ATWATER, Calif. (KFSN) -- Students at Atwater High are getting an opportunity to take a course that staff members believe is the first of its kind in California.
They're using tractors, mowers, and other machinery as part of a new Turf Grass and Sports Field Management course.
It's the latest addition to the campus's agriculture program, which is the largest in the country.
Agriculture Department Instructor Dave Gossman says, "We felt it was really an untapped area of agriculture because it's turf, it's irrigation, and it's soil. That's 100% agriculture."
Students spent the first two months of the school year learning how to operate the equipment and are now starting to use their skills out on the softball field.
Senior Luz Soto says, "I just find it really cool that we get to have experience in improving the fields here at our school."
Student Gunnar Kale says it's a path he may pursue in college. He explains, "Being a baseball player, I like baseball and want to be around it.

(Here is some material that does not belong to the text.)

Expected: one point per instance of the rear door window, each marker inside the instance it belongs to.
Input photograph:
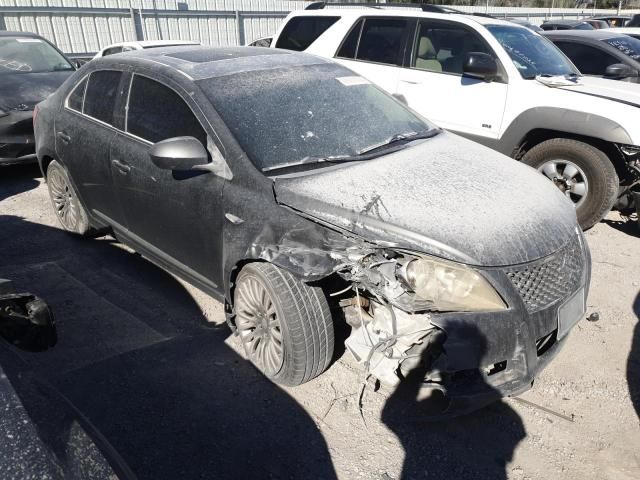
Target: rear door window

I know I'm probably not going to be in the MLB so having a background in turf management will help me stay in the game and be around it as long as I can."
The students are not only learning here at their own school. They've also had a chance to visit some professional fields. They met with the Fresno Grizzlies' groundkeepers at Chukchansi Park and the Oakland A's crew at the Coliseum.
Gossman adds, "The Modesto Nuts have invited our students to help work some of the games next season so there's tremendous excitement."
Gossman says this program is possible in part through his association with the Sports Turf Managers Association and due to increased state funding for career technical education. And with parks, fields, and stadiums in communities across the country, he believes the possibilities are endless.
He says. "Ideally the vision is if we can get a group of students skilled and there's opportunities in the community, we can put the students in those skills into the community to help benefit them."